Synopsis: After shocking revelations and a death, someone goes through great lengths to cover their deadly tracks. Dr. Ford regains his grasp on power. William and Dolores continue to wander through dangerous territory, and William continues to explore his transformations in the park. Maeve takes a gamble on what new influence she has accrued through her machinations. (Also, the maze is a labyrinth, and there is a Minotaur!)
Review: After Bernard discovers that he is a host, he attempts to reconcile his perceived life with reality. Now, Bernard realizes that he is not human, has no family (which is really jarring due to the death of his child [whom he now realizes never existed], and is a tool instead of a protegé to Ford. Bernard’s anger and grief is triggered by all of this traumatic information, and he is furthered unhinged by the murder of Theresa by his own hands. Though he was compelled to murder by Ford, the guilt still weighs heavily on Bernard. While all of this is terrifying to watch, the true terror is Ford.
Bernard is Ford’s experiment who was able to pass the Turing test (the test that gauges the intelligence of a computer to determine if they are indistinguishable from human). Bernard has worked closely with humans for an undetermined amount of time, conducted an affair with Theresa, and work in Behavior with Elsie (poor Elsie) while hiding in plain sight. Ford allows all of this to occur, and then uses Bernard as a murder weapon. Ford even implies that there isn’t much difference when it comes to humans and hosts in relation to their thoughts and emotions; nevertheless, Ford remains a cold and uncaring murderer. This episode alone illuminates Dr. Ford in a way we have suspected for a while now. He has his own set of amoral guidelines, and he doesn’t have any regard for life, android or otherwise.

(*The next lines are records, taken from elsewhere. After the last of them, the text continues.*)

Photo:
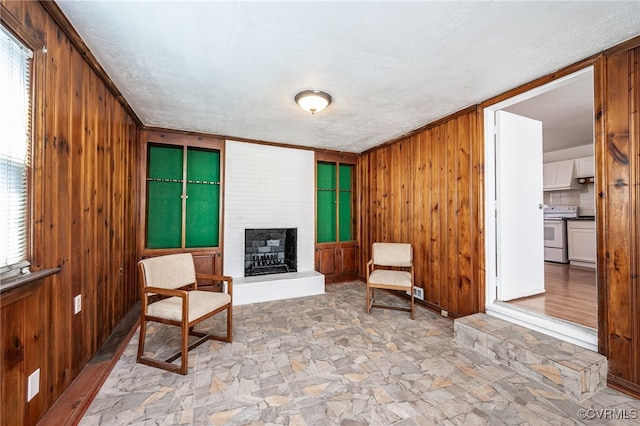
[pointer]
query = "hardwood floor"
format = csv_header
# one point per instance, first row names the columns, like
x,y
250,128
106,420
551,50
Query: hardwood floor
x,y
570,294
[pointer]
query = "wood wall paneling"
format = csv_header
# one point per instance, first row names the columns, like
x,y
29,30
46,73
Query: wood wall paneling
x,y
620,211
83,215
421,190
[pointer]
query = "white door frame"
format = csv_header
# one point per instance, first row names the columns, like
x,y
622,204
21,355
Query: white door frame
x,y
581,336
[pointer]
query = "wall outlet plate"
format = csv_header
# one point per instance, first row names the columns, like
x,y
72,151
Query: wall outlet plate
x,y
33,385
77,304
418,292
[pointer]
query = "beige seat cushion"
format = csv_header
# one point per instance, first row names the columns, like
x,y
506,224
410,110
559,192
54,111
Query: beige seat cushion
x,y
200,303
383,276
392,254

[This is the part where I usually wax poetic about Maeve. I have chosen not to this review as no one wants to read a multi volume dissertation on Maeve, power, and it’s corrupting influence on society.]
When the Man in Black recounts a tale about one of his first atrocities in Westworld, we get the origin of Maeve’s horrific reveries. As he continues to explain his life outside of the park, he tells Teddy that his family always thought the evil person he has become was always there. On many occasions, we have been reminded that Westworld is a place where one’s true self is revealed. We have seen it in Ford and the Man in Black, and we are currently seeing it within William and Maeve. These people are all reaching for liberation. Liberation in the form: morals, servitude, self-doubt, etc. It is that desire which drives them to become whom they have always been. Creatures trying to escape the maze of their existence, and they will stop at nothing to bypass the traps, dead ends, and the Minotaur in their way.